Erfordern die Verhältnisse der Gesellschaft eine über den üblichen Einsatz des Aufsichtsrats hinausgehende Beanspruchung, so hat das Aufsichtsratsmitglied diesen Einsatz auf Grund der Organstellung zu erbringen. In der Krise eines Unternehmens verdichten sich die organschaftlichen Kontroll- und Beratungspflichten des Aufsichtsrats. Eine sauberere Aufteilung zwischen zumutbarem und unzumutbar hohem Aufwand lässt sich in diesem Zusammenhang nicht vornehmen. Dementsprechend kann ein Aufsichtsratsmitglied für einen erhöhten Einsatz, den die konkrete Lage der Gesellschaft erfordert, auch keine zusätzliche Vergütung beanspruchen. Eine Sondervergütung kann (abgesehen von Sitzungsgeldern für zusätzliche Aufsichtsratssitzungen) lediglich durch Beschluss der Hauptversammlung gewährt werden.

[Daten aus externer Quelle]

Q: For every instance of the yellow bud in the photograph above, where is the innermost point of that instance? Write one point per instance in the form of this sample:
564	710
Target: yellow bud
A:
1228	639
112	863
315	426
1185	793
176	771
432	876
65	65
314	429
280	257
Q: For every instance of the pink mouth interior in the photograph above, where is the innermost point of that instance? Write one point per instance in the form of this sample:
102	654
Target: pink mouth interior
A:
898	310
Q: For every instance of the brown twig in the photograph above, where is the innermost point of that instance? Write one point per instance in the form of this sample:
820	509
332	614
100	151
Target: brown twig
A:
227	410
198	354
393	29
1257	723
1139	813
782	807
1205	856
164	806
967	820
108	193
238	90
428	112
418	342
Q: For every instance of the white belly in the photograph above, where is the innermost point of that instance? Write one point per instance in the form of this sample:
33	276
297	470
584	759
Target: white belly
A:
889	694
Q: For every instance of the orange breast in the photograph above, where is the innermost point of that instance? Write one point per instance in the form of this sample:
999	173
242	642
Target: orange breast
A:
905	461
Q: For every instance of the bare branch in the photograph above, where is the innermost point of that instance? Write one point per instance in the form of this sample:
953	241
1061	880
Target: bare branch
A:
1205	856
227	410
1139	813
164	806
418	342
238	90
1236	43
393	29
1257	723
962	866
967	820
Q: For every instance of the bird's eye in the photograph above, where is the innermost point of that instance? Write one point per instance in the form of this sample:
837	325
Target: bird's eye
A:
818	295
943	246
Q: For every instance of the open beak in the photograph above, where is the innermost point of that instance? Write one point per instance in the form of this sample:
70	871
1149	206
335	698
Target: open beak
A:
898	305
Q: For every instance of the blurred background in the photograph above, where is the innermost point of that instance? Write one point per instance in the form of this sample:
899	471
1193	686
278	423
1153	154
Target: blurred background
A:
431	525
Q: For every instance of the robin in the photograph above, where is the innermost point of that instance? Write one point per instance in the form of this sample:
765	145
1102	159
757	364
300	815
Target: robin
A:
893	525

Raum für eine zustimmungsfähige Beratungstätigkeit besteht zunächst einmal für die Beurteilung von speziellen Fragen des operativen Geschäfts bzw. Tätigkeiten zur Vorbereitung oder Durchführung konkreter Geschäftsführungsmaßnahmen.
Des Weiteren kann eine Zustimmungsfähigkeit i.S. von § 114 AktG ggf. auch bei Verträgen gegeben sein, deren Gegenstand im Grundsatz der Überwachung des Aufsichtsrats unterliegt. Eine solche Ausnahme ist dann anzunehmen, wenn die vertraglich geschuldete Leistung im Einzelfall eine besondere Beratungstiefe aufweist. Dies gilt etwa für Sachverhaltskonstellationen, in denen ansonsten ein unabhängiger Experte von der Gesellschaft mandatiert worden wäre. Indiz für eine entsprechende Beratungstiefe ist regelmäßig eine konkrete Aufgabenstellung, die auf einen eng umgrenzten operativen Bereich bezogen ist.
Von der Rechtsprechung wurde als genehmigungsfähige Tätigkeit i.S. von § 114 AktG die Entwicklung eines EDV-gestützten Controlling-Systems angesehen. Weitere Beispiele sind die Auswahl eines neuen Abteilungsleiters in einem zentralen Unternehmensbereich, die Vorbereitung einer speziellen Emission, die spezielle Rechts- und Steuerberatung oder auch die technische Vorbereitung und Abwicklung eines Unternehmenskaufs. Ferner zählt die Prozessführung zu den beratungsfähigen operativen Tätigkeiten des Tagesgeschäfts. Auch die Durchführung einer umfangreichen M&A-Transaktion wird als Tätigkeit außerhalb des organschaftlichen Pflichtenkreises angesehen werden können.
Vor Abschluss eines Beratervertrags ist zu prüfen, ob eine Zustimmungspflicht des Aufsichtsrats besteht. Neben Beraterverträgen mit Aufsichtsratsmitgliedern persönlich gilt dies auch für Verträge der AG mit einer Beratungsgesellschaft, die eine besondere Verbindung zu einem Aufsichtsratsmitglied hat, etwa weil es dort Partner oder Geschäftsführer/Vorstand ist. Die rigide Rechtsprechung bejaht auch eine Zustimmungspflicht bei Zwischenschaltung eines Dritten, also wenn das Aufsichtsratsmitglied (oder „sein“ Beratungsunternehmen) einen Beratungsvertrag mit einem Drittunternehmen abschließt, welches wiederum die AG berät. Liegt die erforderliche Zustimmung nicht vor, ist eine bereits gezahlte Vergütung zurückzugewähren.
Daneben ist zu prüfen welche Leistungen überhaupt zustimmungsfähig sind: Dies sind solche Tätigkeiten, die nicht schon in die Zuständigkeit des Aufsichtsrats fallen und mit der Aufsichtsratsvergütung abgegolten sind. Die oft schwierige Abgrenzung erfolgt anhand des konkreten Vertragsgegenstands.